Hard-pressed retailers force Growthpoint to look offshore
Growthpoint Properties is on track to achieve its income targets for financial 2017, but says the company is concerned about the pressure on local retailers in a struggling South African economy.
Norbert Sasse, CEO of the largest local real estate group, said in an investor call before the close on Thursday, that Growthpoint had implemented strategies aimed at increasing the contribution to its earnings by offshore assets from 19% to 30% within the next three to five years.
"Retailers are under pressure. Many are seeking shorter leases. This can change when they choose to close branches. So overall these are tough times for retailers. At least, many of them are pulling back regarding developments so we won’t increase the oversupply of retail," said Sasse.
The weak South African economy was part of the rationale to expand abroad.
"In line with this, during the nine months to March 31 2017, we invested circa R1.6bn into GOZ [Growthpoint Australia] through the Drip [Distribution Reinvestment Plan] process and by underwriting the GPT Metro office transaction."
Outside SA, Growthpoint has invested in Australia and recently in Romania.

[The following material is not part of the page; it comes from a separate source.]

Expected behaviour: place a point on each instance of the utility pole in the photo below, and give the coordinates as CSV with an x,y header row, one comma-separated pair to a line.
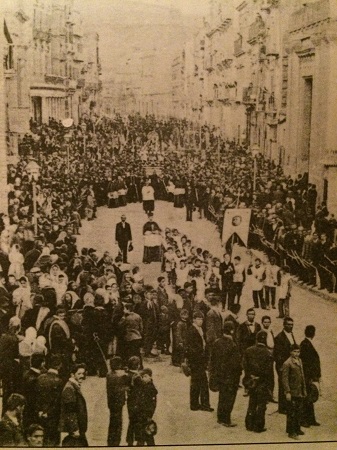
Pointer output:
x,y
3,124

"The eastern coast of Australia is very hot as an investment destination. You could say this part of Australia and SA are basically from different galaxies currently in terms of investment appetite. We recently increased our stake in Growthpoint Australia to 65% and are looking for more income generating properties in the country.

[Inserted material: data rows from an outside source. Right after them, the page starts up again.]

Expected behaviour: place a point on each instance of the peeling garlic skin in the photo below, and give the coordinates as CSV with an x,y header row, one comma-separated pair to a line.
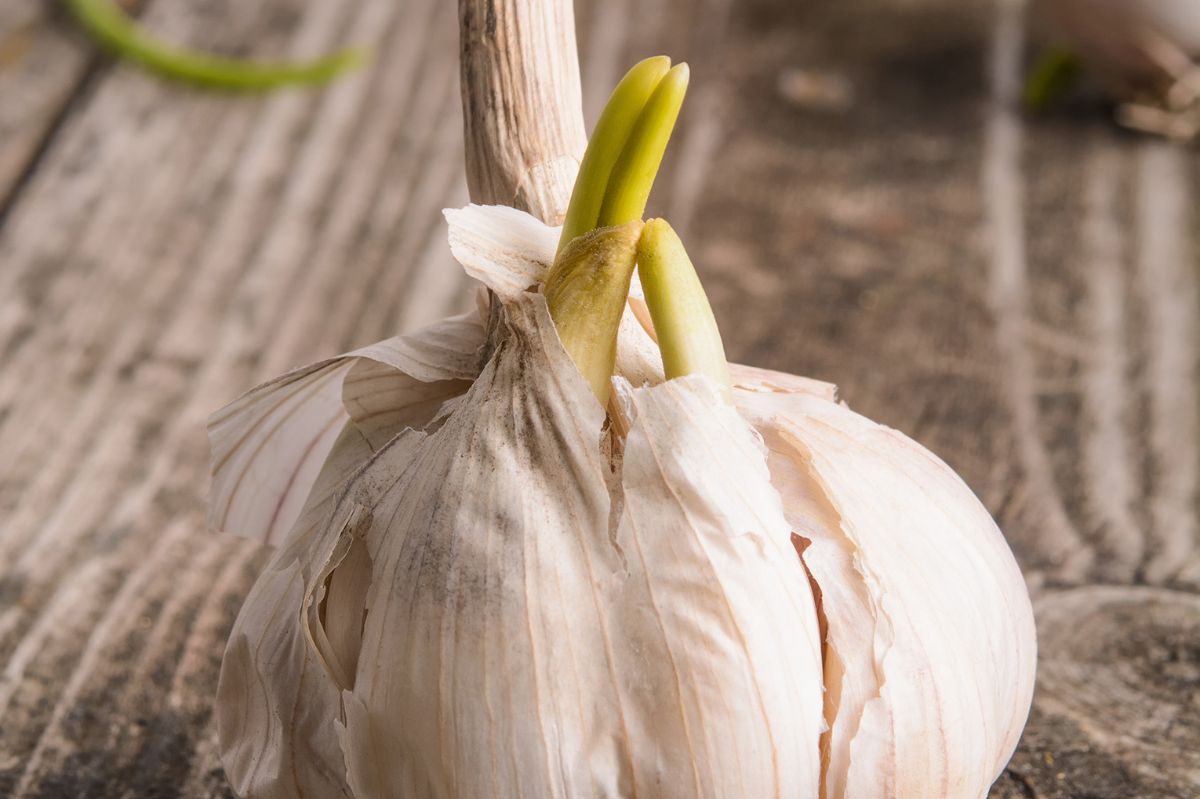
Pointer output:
x,y
472,602
531,634
930,650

"In order to get 30% of our bottom line coming from offshore sources we will invest further in Australia but also are considering other countries. Our investment in Globalworth Real Estate is a platform into central and eastern Europe," said Sasse.
Growthpoint Australia was expected to achieve 2.3% growth in distributions for the financial year to 2018.
The company was looking to sell 5% by value of its total R75bn South African portfolio.